Worse performance for Qwen3.5-2B

## Describe the bug


I re-export the onnx through new llm_loader.export_all_cli, and it will use fuse_gdn_input_projections() to fuse the gemm before gdn, them split the output to mixed_qkb, a, b, z.

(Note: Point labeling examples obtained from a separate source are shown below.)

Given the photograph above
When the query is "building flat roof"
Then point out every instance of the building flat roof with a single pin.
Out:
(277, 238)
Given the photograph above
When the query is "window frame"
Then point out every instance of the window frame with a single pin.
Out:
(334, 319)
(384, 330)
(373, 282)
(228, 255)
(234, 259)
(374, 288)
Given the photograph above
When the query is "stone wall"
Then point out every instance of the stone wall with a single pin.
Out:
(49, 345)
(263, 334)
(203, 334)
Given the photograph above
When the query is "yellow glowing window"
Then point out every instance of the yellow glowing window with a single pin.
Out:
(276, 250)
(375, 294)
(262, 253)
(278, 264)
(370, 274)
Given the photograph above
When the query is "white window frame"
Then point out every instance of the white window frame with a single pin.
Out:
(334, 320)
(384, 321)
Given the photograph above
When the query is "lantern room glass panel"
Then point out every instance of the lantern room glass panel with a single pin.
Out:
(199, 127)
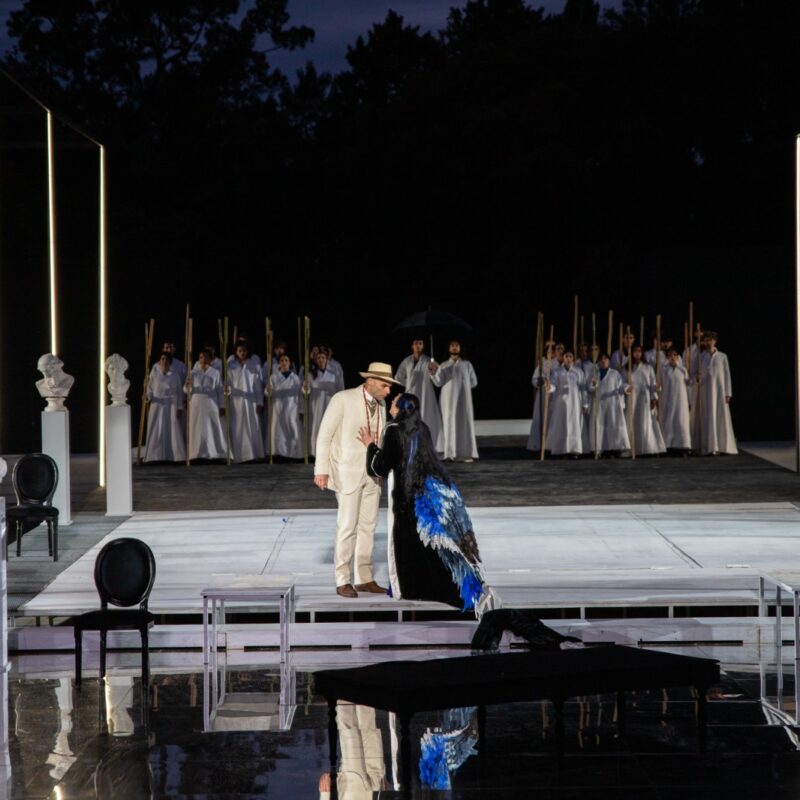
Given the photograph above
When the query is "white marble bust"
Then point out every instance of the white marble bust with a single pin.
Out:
(118, 386)
(55, 385)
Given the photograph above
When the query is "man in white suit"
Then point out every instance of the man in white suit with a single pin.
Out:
(341, 465)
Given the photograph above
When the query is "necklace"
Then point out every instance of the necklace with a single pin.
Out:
(369, 419)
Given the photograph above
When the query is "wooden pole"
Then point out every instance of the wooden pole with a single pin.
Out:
(148, 349)
(222, 330)
(307, 365)
(187, 349)
(268, 325)
(596, 393)
(575, 328)
(538, 366)
(546, 402)
(631, 428)
(658, 366)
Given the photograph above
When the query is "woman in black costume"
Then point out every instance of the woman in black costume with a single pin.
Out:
(433, 554)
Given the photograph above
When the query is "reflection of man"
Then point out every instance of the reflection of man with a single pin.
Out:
(415, 373)
(118, 386)
(55, 385)
(362, 770)
(341, 465)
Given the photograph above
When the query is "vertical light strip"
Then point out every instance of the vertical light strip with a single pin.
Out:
(51, 219)
(797, 297)
(102, 316)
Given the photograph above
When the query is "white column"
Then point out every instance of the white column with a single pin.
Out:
(119, 474)
(55, 443)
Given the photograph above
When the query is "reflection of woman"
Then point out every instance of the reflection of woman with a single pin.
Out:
(433, 554)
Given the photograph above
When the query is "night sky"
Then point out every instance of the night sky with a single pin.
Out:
(638, 174)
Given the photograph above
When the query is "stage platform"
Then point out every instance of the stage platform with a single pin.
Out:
(569, 562)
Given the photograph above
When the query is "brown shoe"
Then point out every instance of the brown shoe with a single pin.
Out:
(370, 587)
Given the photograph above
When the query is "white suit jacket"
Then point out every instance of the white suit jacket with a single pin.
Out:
(340, 453)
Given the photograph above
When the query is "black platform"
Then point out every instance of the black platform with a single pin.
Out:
(406, 687)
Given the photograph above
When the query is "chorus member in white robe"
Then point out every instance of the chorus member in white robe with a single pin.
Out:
(456, 378)
(607, 423)
(285, 394)
(176, 365)
(547, 366)
(673, 404)
(647, 438)
(715, 392)
(619, 358)
(214, 359)
(569, 403)
(693, 359)
(164, 429)
(666, 346)
(253, 359)
(414, 373)
(321, 385)
(246, 392)
(206, 397)
(590, 367)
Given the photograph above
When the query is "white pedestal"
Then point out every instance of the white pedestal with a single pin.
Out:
(119, 473)
(55, 442)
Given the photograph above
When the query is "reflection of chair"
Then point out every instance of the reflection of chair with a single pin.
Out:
(35, 477)
(124, 572)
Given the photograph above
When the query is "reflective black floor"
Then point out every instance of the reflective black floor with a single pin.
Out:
(105, 742)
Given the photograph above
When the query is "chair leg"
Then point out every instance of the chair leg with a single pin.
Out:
(78, 655)
(103, 635)
(145, 658)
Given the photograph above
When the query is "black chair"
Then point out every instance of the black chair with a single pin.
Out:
(35, 477)
(124, 571)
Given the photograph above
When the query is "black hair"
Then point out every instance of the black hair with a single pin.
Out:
(321, 348)
(419, 453)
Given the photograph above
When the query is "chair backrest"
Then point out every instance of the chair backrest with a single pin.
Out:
(35, 477)
(124, 571)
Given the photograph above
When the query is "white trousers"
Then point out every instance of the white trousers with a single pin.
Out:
(355, 533)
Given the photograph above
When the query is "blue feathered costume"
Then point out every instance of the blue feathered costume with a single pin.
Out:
(434, 548)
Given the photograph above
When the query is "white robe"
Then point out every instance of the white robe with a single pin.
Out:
(619, 360)
(286, 438)
(246, 394)
(715, 424)
(535, 436)
(569, 401)
(673, 407)
(321, 389)
(589, 370)
(647, 438)
(336, 368)
(164, 429)
(176, 366)
(610, 424)
(206, 436)
(416, 379)
(457, 379)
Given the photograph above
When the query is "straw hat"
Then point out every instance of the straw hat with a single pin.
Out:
(380, 371)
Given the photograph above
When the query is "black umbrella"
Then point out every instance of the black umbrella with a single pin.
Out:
(429, 322)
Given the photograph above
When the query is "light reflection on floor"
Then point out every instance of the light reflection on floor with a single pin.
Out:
(105, 742)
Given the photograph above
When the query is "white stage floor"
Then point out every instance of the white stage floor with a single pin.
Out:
(576, 557)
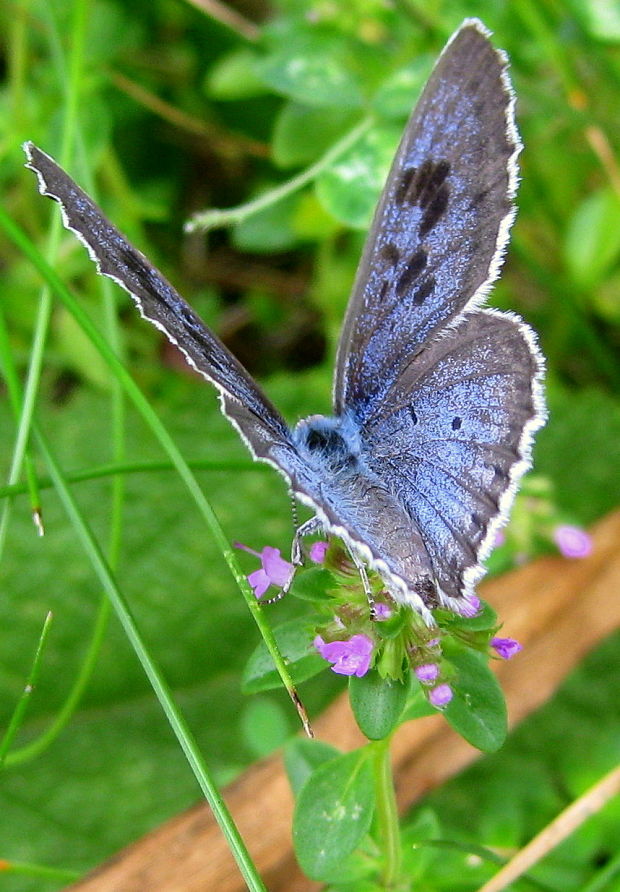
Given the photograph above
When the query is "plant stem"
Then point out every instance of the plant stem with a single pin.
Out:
(388, 826)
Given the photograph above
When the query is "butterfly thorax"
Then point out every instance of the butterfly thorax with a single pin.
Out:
(330, 443)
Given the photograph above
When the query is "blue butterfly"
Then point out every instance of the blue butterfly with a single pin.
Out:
(436, 399)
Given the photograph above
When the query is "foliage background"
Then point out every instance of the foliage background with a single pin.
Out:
(178, 112)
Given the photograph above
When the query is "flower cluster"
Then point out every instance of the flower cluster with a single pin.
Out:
(385, 635)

This will improve the performance of GEMM, however, it introduce a large slice op and ultimately negate the performance gains from the fused gemm.
I tested Qwen3.5-2B-NVFP4 on my thor and found the prefill is worse than v0.7.0, and the decode is slightly fast.
Performance of v0.7.0：
ISL: 931 OSL: 128
Prefill: 24.14ms
Decode: 9.03ms
Performance of v0.7.1:
ISL: 931 OSL: 128
Prefill: 33.44ms
Decode: 8.84ms
The nsight report in prefill stage shows that: 78.496us(in_proj_qkv) + 80.712us(siluslice + in_prob_a/b/z + slice) --> 103.104us(in_proj_qkv/a/b/z) + 44.128us(slice)+41.568us(siluslice).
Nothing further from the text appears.